講演情報

[P40-1]肛門疾患における視診と指診の重要性

田畑 敏, 山崎 裕人 (市立砺波総合病院大腸・肛門外科)
PDFダウンロードPDFダウンロード
地方の公立総合病院で大腸肛門外科を旗揚げした知名な肛門外科医に師事し、外来診察、検査、手術、その他諸々のことを習い、その師匠の退職後に科を継承した。しかし習ってきたことを駆使しても立ち行かない症例に遭遇することもあり、試行錯誤しながら何とかやってきた。師事して30年近く、継承して20年になり、いよいよ次の世代に引き継いでもらう時機となった。
そこで、次世代の先生方に、受けた指導と自身の経験から『視診と指診の重要性』をお伝えしたい。手術については、high volume centerの先生方の手技が報告され、ネットを介し自宅でも観られるようになっている。肛門鏡診察についても、肛門科の諸先輩方のご努力で診療報酬の請求が可能となり、痛みの強い症例を除いて、今やこれを省く肛門外科医はいないと思われる。しかし、視診と肛門直腸指診については、幾ら丁寧に行っても報酬には反映されないため、充分に行われていない可能性がある。例えば、下血症例に対し、初診医の多くは、まず自身で大腸内視鏡検査を行うか消化器内科医に内視鏡検査を依頼し、その内視鏡診断に基づいて治療法を考える。間違いではないと思うが、内視鏡で必ず診断できるとは限らない。紹介された下血症例の中には前医で視診と指診が行われていなかったと推察される症例が散見される。実際、患者が(紹介元では)『肛門診察はなかった』とか、『直腸指診を受けなかった』と言うことが少なくない。しかし、視診と指診から得られる情報は測り知れず、初回診察の段階で確定診断もしくは診断への仮説を立てることができることも多いため、特に肛門外科医を目指す先生にはその重要性を伝えていきたい。

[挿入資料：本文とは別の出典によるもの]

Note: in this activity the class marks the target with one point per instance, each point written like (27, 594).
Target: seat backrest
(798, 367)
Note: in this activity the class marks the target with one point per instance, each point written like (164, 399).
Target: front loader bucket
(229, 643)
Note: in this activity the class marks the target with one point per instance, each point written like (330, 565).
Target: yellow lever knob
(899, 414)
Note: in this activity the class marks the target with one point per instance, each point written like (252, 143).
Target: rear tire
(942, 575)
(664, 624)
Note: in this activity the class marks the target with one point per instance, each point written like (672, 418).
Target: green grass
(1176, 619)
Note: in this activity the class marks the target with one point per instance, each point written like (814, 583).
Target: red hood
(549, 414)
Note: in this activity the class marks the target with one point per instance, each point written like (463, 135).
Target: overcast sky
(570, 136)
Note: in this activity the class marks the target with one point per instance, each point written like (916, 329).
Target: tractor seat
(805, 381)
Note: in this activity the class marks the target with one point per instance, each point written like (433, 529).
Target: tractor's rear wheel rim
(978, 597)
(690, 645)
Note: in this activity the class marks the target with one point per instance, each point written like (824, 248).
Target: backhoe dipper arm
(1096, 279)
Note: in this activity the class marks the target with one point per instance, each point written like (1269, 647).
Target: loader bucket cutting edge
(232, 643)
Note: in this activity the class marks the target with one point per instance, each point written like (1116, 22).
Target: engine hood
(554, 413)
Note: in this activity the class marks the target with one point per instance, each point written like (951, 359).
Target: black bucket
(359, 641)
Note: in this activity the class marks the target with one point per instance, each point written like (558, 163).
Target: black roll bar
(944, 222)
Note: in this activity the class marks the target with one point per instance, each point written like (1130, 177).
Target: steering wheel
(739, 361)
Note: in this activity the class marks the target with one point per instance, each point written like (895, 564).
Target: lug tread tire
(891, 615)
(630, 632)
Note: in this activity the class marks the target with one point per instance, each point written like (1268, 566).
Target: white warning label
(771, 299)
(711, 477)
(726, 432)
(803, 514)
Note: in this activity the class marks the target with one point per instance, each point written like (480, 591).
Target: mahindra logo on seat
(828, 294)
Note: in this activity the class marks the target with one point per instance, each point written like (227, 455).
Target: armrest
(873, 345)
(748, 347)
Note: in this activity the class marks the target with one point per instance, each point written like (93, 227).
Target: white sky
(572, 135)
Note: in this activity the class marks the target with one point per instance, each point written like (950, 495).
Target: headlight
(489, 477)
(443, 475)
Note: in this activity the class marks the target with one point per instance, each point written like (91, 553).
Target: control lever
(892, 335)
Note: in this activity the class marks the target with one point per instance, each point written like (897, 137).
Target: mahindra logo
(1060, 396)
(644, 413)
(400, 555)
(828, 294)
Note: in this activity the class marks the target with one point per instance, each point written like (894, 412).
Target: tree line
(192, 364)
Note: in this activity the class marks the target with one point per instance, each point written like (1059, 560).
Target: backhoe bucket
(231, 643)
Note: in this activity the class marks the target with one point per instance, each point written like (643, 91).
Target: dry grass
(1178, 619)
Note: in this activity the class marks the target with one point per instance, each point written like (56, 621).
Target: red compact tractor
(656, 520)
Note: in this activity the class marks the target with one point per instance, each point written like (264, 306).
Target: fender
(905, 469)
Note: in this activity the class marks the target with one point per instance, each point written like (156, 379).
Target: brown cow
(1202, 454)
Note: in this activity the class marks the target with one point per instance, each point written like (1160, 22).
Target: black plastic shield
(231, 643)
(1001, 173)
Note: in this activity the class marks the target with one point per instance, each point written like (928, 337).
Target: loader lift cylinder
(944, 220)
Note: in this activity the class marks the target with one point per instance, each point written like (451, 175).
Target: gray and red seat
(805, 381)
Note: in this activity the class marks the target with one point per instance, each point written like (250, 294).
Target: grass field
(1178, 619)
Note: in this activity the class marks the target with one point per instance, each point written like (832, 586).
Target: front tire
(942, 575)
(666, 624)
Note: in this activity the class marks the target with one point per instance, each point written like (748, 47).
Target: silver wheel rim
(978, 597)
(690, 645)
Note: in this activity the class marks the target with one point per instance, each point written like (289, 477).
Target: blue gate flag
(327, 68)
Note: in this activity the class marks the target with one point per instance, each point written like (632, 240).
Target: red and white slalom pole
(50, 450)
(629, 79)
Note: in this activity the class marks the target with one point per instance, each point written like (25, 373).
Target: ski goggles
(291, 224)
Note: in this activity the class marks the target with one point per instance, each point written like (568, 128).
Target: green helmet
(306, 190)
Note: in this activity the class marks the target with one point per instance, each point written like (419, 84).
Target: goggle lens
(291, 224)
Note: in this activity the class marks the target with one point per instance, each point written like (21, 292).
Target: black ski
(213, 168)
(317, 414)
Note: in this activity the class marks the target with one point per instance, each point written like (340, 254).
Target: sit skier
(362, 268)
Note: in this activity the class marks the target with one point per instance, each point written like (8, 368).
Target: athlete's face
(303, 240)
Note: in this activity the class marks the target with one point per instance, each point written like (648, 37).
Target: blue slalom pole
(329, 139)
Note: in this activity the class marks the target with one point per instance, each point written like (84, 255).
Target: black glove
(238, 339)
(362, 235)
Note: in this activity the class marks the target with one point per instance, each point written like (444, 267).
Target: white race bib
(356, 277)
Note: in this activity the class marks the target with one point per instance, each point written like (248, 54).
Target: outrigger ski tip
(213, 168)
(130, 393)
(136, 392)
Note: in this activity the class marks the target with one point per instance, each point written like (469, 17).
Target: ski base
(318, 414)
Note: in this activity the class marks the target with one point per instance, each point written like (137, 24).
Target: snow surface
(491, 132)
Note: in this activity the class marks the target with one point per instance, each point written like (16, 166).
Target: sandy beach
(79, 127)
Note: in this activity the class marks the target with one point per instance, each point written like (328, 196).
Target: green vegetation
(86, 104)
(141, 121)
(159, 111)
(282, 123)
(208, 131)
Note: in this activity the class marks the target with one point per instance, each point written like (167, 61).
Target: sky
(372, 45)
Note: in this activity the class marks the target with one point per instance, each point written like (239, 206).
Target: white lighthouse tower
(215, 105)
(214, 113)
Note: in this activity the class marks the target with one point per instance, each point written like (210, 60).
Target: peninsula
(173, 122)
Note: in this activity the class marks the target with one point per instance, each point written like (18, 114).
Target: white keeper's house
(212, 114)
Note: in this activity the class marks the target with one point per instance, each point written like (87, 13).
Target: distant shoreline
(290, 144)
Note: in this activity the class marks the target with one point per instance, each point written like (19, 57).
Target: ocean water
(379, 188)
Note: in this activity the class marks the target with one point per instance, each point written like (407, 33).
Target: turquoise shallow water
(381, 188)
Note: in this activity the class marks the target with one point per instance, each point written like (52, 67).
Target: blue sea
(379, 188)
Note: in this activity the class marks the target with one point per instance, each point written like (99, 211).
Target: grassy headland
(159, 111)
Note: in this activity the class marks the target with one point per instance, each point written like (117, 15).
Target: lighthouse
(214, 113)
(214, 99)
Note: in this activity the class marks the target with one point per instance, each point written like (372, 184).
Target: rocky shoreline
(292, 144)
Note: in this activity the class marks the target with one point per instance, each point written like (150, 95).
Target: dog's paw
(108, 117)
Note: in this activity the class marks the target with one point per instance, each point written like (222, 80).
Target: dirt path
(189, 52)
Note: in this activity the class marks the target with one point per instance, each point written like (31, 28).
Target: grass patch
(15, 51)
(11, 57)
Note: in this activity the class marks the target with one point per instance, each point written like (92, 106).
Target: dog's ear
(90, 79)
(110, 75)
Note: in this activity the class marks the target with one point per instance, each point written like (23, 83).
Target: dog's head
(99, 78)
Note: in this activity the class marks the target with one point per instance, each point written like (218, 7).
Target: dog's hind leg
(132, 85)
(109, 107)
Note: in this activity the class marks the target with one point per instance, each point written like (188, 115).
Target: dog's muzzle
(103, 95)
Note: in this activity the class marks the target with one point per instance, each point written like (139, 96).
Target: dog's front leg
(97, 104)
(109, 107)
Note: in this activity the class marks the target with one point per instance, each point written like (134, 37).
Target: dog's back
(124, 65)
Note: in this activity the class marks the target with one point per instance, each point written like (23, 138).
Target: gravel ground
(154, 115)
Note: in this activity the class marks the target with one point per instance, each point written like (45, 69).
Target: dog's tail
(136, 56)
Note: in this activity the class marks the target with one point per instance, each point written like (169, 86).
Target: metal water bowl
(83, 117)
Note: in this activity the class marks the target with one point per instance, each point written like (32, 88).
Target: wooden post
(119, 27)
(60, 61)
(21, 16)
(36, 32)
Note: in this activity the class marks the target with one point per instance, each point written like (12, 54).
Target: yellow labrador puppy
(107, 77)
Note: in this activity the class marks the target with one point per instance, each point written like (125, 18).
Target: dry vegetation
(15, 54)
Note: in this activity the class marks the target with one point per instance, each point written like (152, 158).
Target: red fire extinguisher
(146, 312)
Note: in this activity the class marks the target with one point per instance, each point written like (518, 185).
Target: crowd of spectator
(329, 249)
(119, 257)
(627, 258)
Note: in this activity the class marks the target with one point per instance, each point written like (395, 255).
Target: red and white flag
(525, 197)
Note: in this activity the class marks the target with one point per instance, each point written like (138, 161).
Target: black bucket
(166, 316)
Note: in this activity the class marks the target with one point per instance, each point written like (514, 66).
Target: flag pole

視診だけで、痔核、血栓、膿瘍、痔瘻、裂肛など出血や痛みの原因が推察可能なことがあり、指診でさらに診断に近づく。便排出障害型便秘ODSに至っては視診や直腸指診だけで診断がつくことの方が多く、追施する排便造影等の検査は、診断目的というより、手術希望例における術式決定の手段で、患者に病態を説明するための道具である。
今回の報告で、外来で遭遇する視診や指診で診断または診断に近い病態を推察できる典型症例を呈示したい。